Credit Suisse CEO Resisted Pressure to `Destroy' Investment Bank

Credit Suisse CEO Thiam Unveils Reorganization Strategy
  • Thiam says it's `important' to be `strong' in investment bank
  • Says he was `very harsh' during the review of the group

Credit Suisse Group AG Chief Executive Officer Tidjane Thiam said he “resisted calls to destroy the investment bank” as Switzerland’s second-largest lender seeks to focus on wealth management.

It’s “important for us to be strong in the investment bank,” Thiam, 53, said at a conference in London Tuesday, without elaborating on who added pressure regarding the securities unit.

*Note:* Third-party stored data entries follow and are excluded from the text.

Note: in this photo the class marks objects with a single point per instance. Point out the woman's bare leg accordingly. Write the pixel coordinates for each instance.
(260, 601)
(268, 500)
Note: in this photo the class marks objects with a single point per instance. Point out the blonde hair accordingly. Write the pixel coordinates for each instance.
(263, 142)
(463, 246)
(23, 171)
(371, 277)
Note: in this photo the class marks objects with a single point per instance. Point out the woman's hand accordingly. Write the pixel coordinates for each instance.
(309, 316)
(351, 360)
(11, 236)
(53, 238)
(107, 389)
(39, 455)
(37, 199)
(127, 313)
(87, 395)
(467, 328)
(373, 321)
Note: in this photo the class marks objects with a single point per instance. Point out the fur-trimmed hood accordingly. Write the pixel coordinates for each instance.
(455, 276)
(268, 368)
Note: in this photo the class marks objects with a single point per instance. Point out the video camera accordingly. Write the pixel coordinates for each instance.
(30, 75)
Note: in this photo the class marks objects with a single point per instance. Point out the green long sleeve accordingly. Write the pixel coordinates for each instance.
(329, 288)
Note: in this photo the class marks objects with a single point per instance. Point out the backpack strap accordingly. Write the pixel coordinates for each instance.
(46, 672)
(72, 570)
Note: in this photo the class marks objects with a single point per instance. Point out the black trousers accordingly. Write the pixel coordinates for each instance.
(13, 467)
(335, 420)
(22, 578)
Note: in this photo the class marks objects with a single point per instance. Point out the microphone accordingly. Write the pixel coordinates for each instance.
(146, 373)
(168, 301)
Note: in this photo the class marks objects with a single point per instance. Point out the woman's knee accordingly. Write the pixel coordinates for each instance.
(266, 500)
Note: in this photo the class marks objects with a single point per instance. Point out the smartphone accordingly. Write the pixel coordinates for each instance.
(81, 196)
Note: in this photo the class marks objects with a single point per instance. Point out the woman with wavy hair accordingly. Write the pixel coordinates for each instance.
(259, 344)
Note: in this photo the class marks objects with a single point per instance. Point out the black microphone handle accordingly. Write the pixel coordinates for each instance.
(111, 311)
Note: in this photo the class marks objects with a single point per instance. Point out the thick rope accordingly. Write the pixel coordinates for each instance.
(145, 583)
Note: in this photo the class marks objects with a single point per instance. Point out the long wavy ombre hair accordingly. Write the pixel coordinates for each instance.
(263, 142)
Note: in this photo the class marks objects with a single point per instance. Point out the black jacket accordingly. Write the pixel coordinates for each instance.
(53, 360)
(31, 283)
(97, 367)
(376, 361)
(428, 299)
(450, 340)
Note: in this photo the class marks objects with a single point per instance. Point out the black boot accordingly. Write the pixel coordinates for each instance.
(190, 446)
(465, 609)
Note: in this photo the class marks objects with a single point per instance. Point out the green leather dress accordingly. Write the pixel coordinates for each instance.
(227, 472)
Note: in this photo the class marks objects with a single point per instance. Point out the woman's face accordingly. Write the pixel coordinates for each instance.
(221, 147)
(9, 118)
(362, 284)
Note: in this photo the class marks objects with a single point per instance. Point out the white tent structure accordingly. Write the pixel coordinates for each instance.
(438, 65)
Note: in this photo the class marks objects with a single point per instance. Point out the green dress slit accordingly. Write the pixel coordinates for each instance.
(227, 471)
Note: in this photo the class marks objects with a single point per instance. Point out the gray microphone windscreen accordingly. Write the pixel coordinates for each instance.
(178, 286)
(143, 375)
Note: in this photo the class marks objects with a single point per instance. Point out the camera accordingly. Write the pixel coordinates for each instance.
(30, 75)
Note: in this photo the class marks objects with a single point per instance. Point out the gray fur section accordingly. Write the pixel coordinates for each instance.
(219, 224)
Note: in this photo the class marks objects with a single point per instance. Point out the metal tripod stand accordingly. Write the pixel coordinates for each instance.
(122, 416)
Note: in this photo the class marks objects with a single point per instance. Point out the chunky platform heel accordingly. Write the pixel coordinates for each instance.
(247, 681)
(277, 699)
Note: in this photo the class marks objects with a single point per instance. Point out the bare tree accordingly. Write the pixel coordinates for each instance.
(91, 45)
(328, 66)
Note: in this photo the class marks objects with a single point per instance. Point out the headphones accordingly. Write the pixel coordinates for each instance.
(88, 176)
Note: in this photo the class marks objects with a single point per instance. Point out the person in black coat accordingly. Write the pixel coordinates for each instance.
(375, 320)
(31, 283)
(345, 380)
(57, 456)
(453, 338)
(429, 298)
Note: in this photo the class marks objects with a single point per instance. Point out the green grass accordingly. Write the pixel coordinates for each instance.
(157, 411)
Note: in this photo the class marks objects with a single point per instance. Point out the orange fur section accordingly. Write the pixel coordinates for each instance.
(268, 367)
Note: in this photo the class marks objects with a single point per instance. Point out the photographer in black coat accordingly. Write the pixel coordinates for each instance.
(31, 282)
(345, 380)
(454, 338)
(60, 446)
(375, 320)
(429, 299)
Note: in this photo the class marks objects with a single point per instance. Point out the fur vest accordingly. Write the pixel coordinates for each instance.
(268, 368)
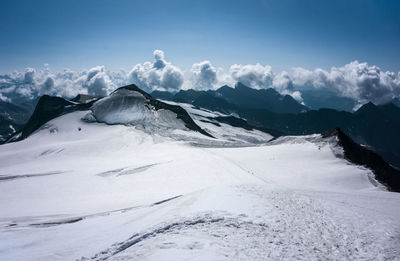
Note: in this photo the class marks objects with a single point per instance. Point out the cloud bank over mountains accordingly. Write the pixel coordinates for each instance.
(358, 81)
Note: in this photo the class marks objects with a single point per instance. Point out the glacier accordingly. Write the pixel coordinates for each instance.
(135, 183)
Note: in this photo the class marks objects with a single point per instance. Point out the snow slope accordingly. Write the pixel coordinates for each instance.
(89, 191)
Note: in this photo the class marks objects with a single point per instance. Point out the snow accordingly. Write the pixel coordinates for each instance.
(78, 190)
(131, 107)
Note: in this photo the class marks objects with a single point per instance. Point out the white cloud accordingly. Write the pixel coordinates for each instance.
(157, 75)
(355, 80)
(252, 75)
(203, 76)
(20, 86)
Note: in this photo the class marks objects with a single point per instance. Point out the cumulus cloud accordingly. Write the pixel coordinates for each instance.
(157, 75)
(203, 76)
(252, 75)
(355, 80)
(21, 86)
(358, 81)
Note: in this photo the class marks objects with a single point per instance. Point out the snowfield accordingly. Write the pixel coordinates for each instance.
(76, 190)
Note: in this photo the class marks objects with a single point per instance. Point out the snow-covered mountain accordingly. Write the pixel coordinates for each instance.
(129, 177)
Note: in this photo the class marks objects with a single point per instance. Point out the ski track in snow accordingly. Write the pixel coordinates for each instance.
(196, 198)
(291, 227)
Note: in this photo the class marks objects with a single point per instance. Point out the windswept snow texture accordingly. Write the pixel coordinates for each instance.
(130, 107)
(92, 191)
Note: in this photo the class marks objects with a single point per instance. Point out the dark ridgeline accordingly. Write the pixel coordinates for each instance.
(377, 126)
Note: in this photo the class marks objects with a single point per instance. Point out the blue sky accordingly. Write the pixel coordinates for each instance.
(119, 34)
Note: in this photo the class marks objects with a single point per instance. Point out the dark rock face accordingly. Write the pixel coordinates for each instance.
(48, 108)
(13, 117)
(227, 98)
(267, 99)
(179, 111)
(360, 155)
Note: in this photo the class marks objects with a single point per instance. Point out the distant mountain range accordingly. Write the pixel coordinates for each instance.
(375, 126)
(13, 117)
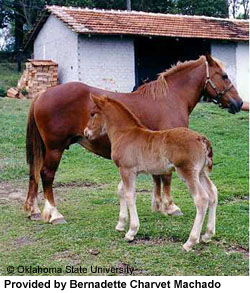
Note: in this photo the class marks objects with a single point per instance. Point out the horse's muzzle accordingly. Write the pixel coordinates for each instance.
(234, 106)
(87, 133)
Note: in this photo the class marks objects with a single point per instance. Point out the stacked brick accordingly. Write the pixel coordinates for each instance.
(38, 76)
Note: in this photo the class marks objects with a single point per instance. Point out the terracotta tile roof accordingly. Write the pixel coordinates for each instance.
(116, 22)
(37, 62)
(95, 21)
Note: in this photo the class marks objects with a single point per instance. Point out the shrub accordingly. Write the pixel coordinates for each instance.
(3, 92)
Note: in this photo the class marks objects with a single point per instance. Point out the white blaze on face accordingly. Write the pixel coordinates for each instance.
(88, 132)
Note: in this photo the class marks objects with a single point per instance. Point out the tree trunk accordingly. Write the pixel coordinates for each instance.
(18, 36)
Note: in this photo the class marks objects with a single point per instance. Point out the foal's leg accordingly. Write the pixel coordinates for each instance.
(128, 177)
(156, 197)
(31, 202)
(123, 215)
(213, 200)
(50, 213)
(201, 199)
(168, 206)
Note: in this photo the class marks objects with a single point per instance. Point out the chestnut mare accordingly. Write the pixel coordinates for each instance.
(58, 117)
(136, 149)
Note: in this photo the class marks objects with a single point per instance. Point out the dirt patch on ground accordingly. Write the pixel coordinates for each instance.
(153, 241)
(238, 249)
(67, 256)
(237, 198)
(13, 193)
(22, 241)
(62, 185)
(233, 249)
(10, 193)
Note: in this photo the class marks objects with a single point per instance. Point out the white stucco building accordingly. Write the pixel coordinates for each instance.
(117, 50)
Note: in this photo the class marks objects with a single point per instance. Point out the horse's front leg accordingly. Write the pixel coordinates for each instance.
(50, 213)
(128, 177)
(168, 206)
(123, 215)
(31, 202)
(156, 197)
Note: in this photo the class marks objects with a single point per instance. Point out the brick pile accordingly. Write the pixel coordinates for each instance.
(38, 76)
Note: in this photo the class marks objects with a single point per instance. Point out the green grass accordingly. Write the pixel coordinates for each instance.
(86, 195)
(8, 75)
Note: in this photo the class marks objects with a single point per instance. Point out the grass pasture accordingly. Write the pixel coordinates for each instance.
(85, 190)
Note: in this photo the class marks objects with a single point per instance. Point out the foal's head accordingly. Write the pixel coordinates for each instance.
(219, 88)
(96, 124)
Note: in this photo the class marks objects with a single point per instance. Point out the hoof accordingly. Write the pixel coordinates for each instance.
(35, 217)
(176, 213)
(205, 238)
(119, 229)
(129, 238)
(186, 248)
(156, 207)
(58, 221)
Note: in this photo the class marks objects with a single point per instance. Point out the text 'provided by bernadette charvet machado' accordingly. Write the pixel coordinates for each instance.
(136, 283)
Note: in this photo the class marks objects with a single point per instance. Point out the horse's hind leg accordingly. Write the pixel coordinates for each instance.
(50, 213)
(128, 178)
(168, 206)
(156, 197)
(123, 215)
(213, 200)
(31, 203)
(201, 200)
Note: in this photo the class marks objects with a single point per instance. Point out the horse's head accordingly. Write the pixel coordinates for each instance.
(96, 124)
(219, 88)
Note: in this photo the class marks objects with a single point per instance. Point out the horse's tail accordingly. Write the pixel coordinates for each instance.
(209, 153)
(35, 148)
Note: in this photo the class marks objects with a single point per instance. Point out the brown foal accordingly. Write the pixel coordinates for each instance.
(136, 149)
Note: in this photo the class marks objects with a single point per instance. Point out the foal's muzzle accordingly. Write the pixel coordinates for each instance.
(234, 106)
(87, 133)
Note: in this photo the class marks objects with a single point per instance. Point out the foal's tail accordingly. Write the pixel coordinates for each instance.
(35, 148)
(209, 153)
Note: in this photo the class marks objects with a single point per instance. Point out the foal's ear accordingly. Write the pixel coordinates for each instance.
(209, 58)
(97, 100)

The business needs to perform “particularly in equities, because that’s where we can reap in emerging markets,” he said, adding he had been “very harsh” during an assessment of the group.

Credit Suisse said last month it will separate trading from its underwriting and advisory businesses and eliminate as many as 2,000 positions in London. Thiam joins counterparts at Deutsche Bank AG, Barclays Plc and UBS Group AG in pulling back from selective trading operations as regulators force lenders across Europe to increase funds they hold as protection against possible losses.

‘Choices Validated’

At Swiss rival UBS, led by Sergio Ermotti, the investment bank on Tuesday reported a pretax profit of 496 million Swiss francs ($502 million) in the third quarter, compared with a loss of 1.3 billion francs in the year-earlier period. That beat the 330 million-franc estimate of eight analysts surveyed by Bloomberg.

“I think it validated some of the choices we’ve just made not to cut the investment bank,” Thiam said, referring to UBS’s results. Still, “wealth management is my passion. Why do I want to be in wealth management? Because the world is getting wealthier.”

Standard Chartered Plc on Tuesday also said it plans to boost assets under management at the private banking and wealth management by $25 billion by 2018, with CEO Bill Winters targeting a return on equity, a measure of profitability, of 10 percent. Barclays said last week it’s looking to reach a ROE of 11 percent in 2016, down from 12 percent, while UBS on Tuesday pushed back its target for a third time in two years.

‘Death Spiral’

Thiam, who joined from U.K. insurer Prudential Plc to replace Brady Dougan, said last month that he won’t provide a profitability target because only a “fool” would commit to something that can’t be controlled. On Tuesday, he echoed his previous remarks, saying such a move wouldn’t be “prudent” and that he’s got a “chance to start afresh.”

“I won’t mention specific institutions but they’ve either missed them or postponed them,” he said. “Your revenues keep going down so you cut your costs because you’re under pressure. But you’re not very good at cutting fixed costs so your profit goes down faster than your revenue -- then the market yells at you and you cut again and that’s what I call a death spiral.”

Credit Suisse shares have dropped about 3.2 percent this year, while UBS is up 11 percent. Barclays, Credit Suisse, Deutsche Bank and Standard Chartered have all appointed new CEOs this year.

(Corrects target for assets under management in story published on Nov. 3.)